Thursday, September 6, 2012

The Outer Space Adventurer As Scored By Tommy

The concept release has already been a format well implemented this year. From Lazerhawk's Visitors, to Arcade High's Beauty Queen to the recent Night Heat from Arc Neon; the themed EP and LP are becoming a superb way of making the music speak even louder, with more presence and power making the experience something far greater than the sum of it's parts.

From this point on the idea of what makes a concept album great in the 80s inspired synth scene has changed and evolved into something even greater. Synth soundtrack music is often cited as one of the more emotive 80s synth styles. The work of artists like Vangelis, Jan Hammer, Giorgio Moroder and Harold Faltermeyer (and many more) is a common inspiration for modern producers. The scores these
artists wrote, for what we now consider classics, are timeless and it's hard to even imagine watching the movies these composers scored for without the musical accompaniment.
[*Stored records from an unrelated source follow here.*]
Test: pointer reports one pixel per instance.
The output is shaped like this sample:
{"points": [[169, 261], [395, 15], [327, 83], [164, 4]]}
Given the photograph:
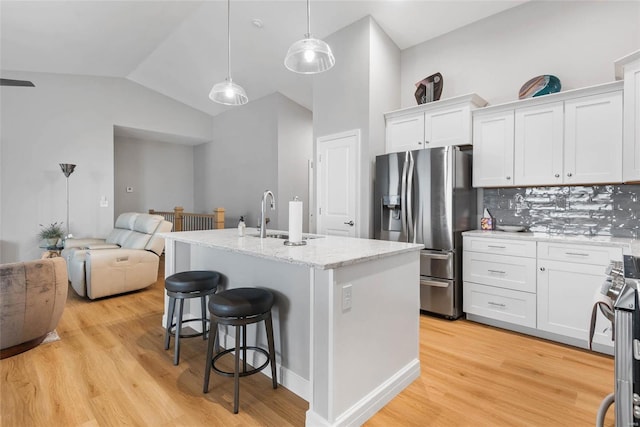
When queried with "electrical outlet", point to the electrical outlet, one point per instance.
{"points": [[347, 296]]}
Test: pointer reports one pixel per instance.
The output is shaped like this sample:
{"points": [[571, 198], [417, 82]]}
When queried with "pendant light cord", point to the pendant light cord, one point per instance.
{"points": [[229, 39], [308, 19]]}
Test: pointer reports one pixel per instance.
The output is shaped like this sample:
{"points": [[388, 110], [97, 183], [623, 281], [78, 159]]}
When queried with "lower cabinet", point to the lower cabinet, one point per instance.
{"points": [[550, 295], [515, 307]]}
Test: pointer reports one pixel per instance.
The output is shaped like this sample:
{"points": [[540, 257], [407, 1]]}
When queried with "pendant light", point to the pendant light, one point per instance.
{"points": [[309, 55], [227, 92]]}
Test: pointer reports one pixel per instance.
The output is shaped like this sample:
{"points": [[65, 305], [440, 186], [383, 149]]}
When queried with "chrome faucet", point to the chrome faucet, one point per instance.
{"points": [[263, 208]]}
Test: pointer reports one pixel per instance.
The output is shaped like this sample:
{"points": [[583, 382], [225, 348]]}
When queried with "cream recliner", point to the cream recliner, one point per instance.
{"points": [[126, 260]]}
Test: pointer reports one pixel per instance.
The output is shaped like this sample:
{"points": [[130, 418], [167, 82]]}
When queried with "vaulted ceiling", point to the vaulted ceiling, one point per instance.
{"points": [[179, 48]]}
Tommy's Outer Space Adventurer is a high water mark for the concept/soundtrack genre. Simply put, this is a motion picture experience without the need for the visuals. Over the twenty pieces that make up this album the gamut of 80s sci fi space adventure is explored, detailled and experienced first hand. Through alien cities, heated laser battles, cosmic betrayals, the spirit of humanity and the triumph of good over evil is delivered directly into our imaginations.

The key word in this album is triumph. There is a feeling of triumph in the face of adversity, beating the odds, risking it all for a greater good, that is ever present. From the opening introductory pieces the feeling of being a part of something bigger than the indivual, something cosmic in scale. It's a beautiful way of building a sense of where we are and where we're going. The manner in how this is delivered is the master stroke of Tommy's creative talent.
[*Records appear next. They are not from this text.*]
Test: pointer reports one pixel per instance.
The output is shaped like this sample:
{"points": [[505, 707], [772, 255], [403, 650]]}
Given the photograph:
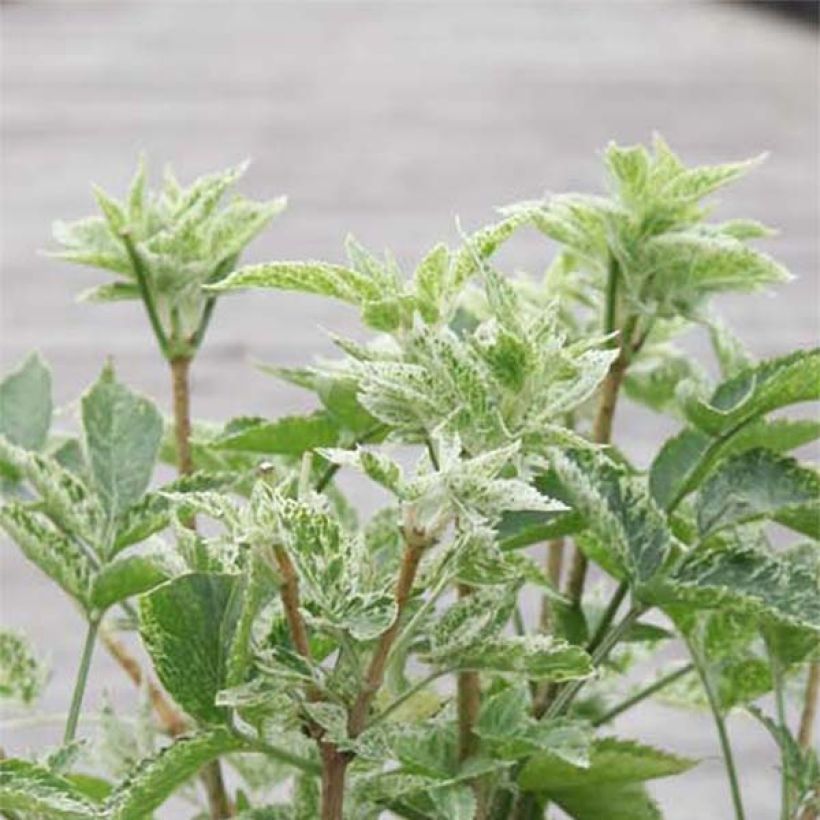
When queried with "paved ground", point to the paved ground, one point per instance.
{"points": [[384, 120]]}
Pieces are allowed to grow and evolve, to be nurtured and explored. Nothing in this entire release feels rushed or unfinished. It's a side to Tommy that I didn't even realise existed until now. The music loses itself in it's own universe, taking us along for the ride of our lives. It's something that becomes very apparent by the mid point of the record. The scope of where we've been and where we're yet to go is awe inspiring. By the time the credits are rolling during the final track the feeling of being completely entertained and wholly satisfied with what we've experienced is the ultimate reward.

I find it hard to isolate any part of this album as each and every track's purpose and vitality is borne from the previous one and taken even further by the proceeding piece. This is something I've taken to listening to in one complete sitting, as one would take in a movie and I believe this album mixed as one track, or perhaps two, would make for an even grander experience. Outer Space Adventurer brings Tommy to the forefront of quality 80s inpired synth producers, his use of almost every single sub genre of this music throughout the album is staggering. But the really special part is that every track sounds like Tommy, not someone trying emulate another producer but someone who's found their sound.
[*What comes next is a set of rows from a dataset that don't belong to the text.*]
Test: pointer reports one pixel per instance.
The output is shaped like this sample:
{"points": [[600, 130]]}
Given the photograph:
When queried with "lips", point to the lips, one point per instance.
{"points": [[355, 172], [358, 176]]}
The Tommy sound is what powers the Out Space Adventurer album, it's a fuel the gleams with chrome  and sparkles with a distant star's light. It's the power of emotion, excitement, drama and loss. It's the sound of triumphant success in a cosmic battle where failure means humanity's end. A story for the ages created with fantastic surrealism that is tempered by the human emotions within us all.

Outer Space Adventurer is now available on Tommy's Bandcamp here and I would encourage everyone to take home this perfectly contstructed space opera today and let it become a place and time you can visit whenever you feel the need to take to the stars to save humanity.


1 comment:

  1. This album is just insane, can't even be classified.